Two senior judges hearing the case have been told in papers lodged with the court that Hamza is seeking a temporary injunction pending a request for an MRI scan to be carried out due to his "deteriorating health".

Hamza's lawyer Alun Jones argued that there is "uncontradicted medical opinion that a scan is medically necessary".

Jones adds: "If the applicant (Hamza) is unfit to plead, or arguably so, it will be argued that it would be oppressive to extradite him".

The lawyer said a judge referred to Hamza's "very poor health" at an extradition hearing in 2008.

Hamza, the former imam of the Finsbury Park mosque in north London, is wanted in the United States on charges including setting up an Al-Qaeda-style training camp for militants in the northwestern US state of Oregon.

All five men are already in jail in Britain and none were in court in person to hear the pleas.

A lawyer representing Fawwaz, who was indicted by the US for his alleged involvement in the bombing of two US embassies in east Africa in 1998 which killed hundreds, said he had disassociated himself from Osama bin Laden.

Edward Fitzgerald said Fawwaz had publicly renounced Bin Laden after the Al-Qaeda leader issued a fatwa against Americans in 1996.

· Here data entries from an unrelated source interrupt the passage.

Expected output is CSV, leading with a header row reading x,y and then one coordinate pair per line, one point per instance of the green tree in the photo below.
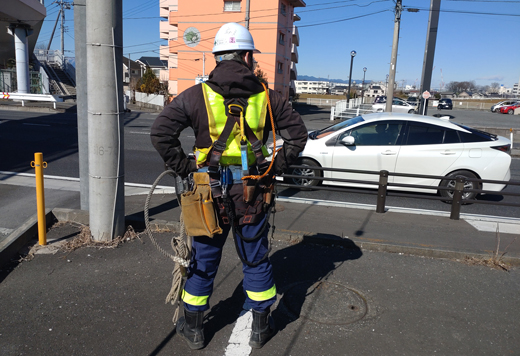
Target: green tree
x,y
149,83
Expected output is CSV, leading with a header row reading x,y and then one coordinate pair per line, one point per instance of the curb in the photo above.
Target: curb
x,y
21,236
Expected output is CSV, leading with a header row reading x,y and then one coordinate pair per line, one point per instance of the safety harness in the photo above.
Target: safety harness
x,y
236,109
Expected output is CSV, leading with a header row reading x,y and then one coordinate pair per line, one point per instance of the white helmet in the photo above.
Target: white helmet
x,y
233,37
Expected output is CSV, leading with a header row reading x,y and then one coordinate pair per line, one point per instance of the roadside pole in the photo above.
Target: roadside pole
x,y
393,61
105,118
80,35
429,51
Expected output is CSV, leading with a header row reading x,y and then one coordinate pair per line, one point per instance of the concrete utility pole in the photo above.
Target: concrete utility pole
x,y
247,13
20,32
393,60
105,118
80,43
429,52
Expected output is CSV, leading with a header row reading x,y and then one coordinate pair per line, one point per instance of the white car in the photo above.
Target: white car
x,y
398,106
403,143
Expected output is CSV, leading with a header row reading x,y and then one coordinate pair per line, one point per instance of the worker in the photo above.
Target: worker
x,y
231,115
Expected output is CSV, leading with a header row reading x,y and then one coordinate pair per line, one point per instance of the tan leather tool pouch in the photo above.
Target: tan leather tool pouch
x,y
200,216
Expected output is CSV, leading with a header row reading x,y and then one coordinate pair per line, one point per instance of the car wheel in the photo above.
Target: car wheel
x,y
450,183
306,174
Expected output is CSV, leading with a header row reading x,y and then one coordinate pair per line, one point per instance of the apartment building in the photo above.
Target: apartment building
x,y
190,28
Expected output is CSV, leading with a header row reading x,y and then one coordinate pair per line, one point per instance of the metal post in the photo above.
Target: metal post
x,y
105,118
457,198
38,166
381,191
393,60
363,86
80,34
429,51
352,55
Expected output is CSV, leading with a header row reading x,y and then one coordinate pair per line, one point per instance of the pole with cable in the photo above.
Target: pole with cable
x,y
393,60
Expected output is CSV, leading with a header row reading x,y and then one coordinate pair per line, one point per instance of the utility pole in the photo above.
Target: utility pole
x,y
393,60
247,13
105,118
429,52
80,44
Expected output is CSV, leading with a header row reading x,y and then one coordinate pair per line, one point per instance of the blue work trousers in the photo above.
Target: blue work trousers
x,y
206,253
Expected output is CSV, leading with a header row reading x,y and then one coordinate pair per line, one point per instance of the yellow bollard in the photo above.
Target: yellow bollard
x,y
38,166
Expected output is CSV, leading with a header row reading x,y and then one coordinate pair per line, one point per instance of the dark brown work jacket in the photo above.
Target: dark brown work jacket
x,y
231,79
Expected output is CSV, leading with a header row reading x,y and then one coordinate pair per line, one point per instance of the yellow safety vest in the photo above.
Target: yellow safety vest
x,y
217,117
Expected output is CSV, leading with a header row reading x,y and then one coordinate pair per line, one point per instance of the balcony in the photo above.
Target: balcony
x,y
164,29
164,52
294,72
294,53
296,36
164,12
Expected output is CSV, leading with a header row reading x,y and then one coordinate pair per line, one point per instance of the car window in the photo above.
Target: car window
x,y
425,134
375,134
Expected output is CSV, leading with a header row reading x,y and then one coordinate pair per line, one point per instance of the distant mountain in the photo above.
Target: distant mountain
x,y
311,78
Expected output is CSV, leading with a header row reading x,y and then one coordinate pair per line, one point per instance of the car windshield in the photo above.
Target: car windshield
x,y
335,128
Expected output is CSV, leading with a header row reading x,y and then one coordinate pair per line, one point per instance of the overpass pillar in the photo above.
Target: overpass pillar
x,y
20,32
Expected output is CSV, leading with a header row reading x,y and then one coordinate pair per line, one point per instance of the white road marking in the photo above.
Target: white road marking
x,y
5,231
239,339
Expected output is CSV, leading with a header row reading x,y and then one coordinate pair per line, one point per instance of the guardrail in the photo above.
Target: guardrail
x,y
382,188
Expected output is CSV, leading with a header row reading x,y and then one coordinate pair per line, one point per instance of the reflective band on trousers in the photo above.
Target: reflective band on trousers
x,y
261,296
194,300
217,117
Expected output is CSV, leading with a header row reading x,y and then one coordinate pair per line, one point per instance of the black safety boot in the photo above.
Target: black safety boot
x,y
190,327
262,329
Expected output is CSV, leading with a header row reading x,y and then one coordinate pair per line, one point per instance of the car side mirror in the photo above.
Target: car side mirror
x,y
348,140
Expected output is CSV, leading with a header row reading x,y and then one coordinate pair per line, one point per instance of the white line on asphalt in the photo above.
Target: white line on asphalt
x,y
239,339
5,231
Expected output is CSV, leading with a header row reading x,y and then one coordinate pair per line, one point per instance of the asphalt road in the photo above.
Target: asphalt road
x,y
23,133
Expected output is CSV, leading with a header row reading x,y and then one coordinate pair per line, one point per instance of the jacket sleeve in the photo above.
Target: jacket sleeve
x,y
289,127
165,134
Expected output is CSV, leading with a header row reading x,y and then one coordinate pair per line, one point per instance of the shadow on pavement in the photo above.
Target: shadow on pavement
x,y
303,265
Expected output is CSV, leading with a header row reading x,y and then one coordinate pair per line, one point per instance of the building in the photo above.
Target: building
x,y
190,28
20,21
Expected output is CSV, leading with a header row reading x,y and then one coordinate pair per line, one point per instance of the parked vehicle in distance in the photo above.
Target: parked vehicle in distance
x,y
510,109
445,104
412,100
411,144
398,106
497,106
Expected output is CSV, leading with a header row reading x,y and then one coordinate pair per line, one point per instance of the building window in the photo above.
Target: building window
x,y
281,39
231,5
283,9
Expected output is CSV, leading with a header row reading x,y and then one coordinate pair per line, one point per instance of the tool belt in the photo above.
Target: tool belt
x,y
200,217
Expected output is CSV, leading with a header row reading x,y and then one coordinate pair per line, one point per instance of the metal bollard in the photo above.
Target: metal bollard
x,y
457,198
381,191
38,166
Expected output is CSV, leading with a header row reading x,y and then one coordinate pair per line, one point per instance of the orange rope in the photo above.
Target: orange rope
x,y
274,139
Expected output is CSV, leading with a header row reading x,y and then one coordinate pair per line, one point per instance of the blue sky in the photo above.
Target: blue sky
x,y
477,40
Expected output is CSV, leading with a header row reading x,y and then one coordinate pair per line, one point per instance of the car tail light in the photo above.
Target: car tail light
x,y
503,148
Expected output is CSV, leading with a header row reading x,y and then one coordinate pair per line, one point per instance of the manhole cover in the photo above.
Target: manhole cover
x,y
325,302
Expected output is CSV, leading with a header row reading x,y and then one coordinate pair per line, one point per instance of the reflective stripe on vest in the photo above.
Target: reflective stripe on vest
x,y
217,117
261,296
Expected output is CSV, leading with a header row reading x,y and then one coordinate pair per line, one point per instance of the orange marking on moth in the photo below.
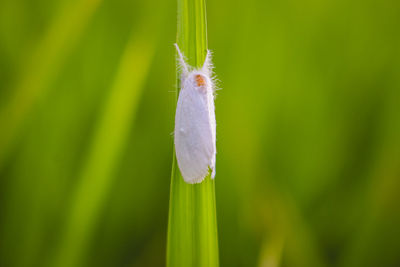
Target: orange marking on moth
x,y
200,80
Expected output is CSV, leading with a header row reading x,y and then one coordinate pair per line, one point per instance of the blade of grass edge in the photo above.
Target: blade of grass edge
x,y
192,224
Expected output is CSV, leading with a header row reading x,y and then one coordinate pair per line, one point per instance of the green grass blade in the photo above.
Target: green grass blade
x,y
192,226
110,136
41,67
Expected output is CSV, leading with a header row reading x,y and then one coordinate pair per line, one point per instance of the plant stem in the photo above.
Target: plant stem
x,y
192,226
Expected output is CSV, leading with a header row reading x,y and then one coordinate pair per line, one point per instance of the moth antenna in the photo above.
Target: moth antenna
x,y
208,66
181,59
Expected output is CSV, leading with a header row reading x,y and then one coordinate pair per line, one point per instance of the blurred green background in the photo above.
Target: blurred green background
x,y
308,129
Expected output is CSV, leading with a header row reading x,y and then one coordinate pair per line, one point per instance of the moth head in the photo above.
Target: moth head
x,y
200,82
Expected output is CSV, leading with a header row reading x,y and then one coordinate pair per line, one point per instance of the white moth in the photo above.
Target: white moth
x,y
195,121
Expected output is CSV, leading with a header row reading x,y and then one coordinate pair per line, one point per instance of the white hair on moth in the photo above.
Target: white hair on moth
x,y
195,127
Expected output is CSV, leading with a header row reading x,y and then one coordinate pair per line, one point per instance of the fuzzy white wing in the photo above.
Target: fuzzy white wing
x,y
195,134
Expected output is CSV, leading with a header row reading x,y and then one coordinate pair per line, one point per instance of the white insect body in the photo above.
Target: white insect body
x,y
195,125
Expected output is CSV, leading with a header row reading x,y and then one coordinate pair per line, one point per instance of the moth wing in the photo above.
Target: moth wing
x,y
194,138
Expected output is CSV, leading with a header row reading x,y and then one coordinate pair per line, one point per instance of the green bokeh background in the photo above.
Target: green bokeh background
x,y
308,131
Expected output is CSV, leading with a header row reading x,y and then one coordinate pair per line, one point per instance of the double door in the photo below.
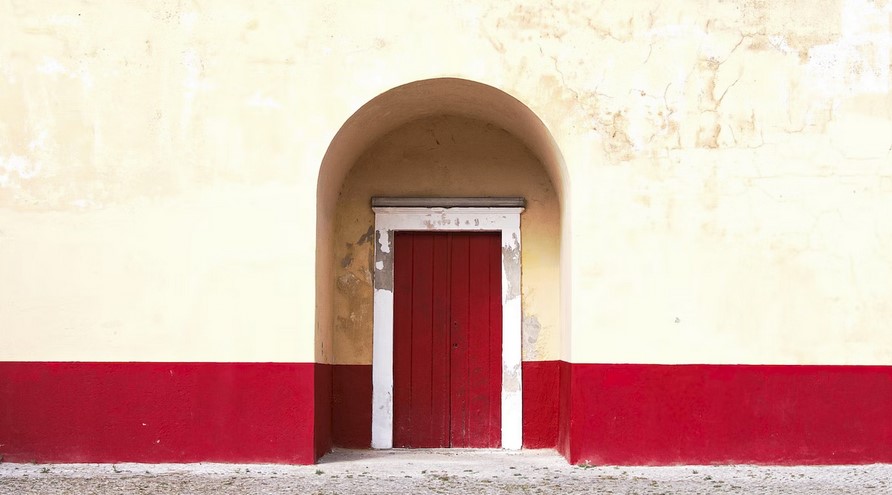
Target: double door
x,y
447,339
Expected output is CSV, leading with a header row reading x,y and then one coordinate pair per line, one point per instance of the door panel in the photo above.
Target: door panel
x,y
447,339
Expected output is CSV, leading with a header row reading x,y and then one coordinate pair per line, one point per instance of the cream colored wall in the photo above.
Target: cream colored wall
x,y
727,169
446,156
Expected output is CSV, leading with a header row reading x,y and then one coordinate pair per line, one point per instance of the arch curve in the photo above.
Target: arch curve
x,y
374,123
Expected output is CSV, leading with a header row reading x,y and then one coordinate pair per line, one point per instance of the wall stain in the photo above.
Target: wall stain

The lawyer also pointed to the existence of a diplomatic cable discussing whether Fawwaz should be taken off the US list of terrorist suspects.

He argued that extraditing Fawwaz would breach European human rights laws "by exposing him to the risk of indefinite solitary confinement".

The father of 38-year-old British-born computer expert Babar Ahmad said before he entered the court that he hoped his son would finally get a chance to prove he was innocent of the charges of raising funds for terrorism.

"We have been waiting for eight years and he has been in prison for eight years without trial, without the chance, without being given any chance to prove his innocence," Ashfaq Ahmad said.

"We hope that the courts will look at it and that they will give him a chance to prove his innocence and put a halt on this extradition."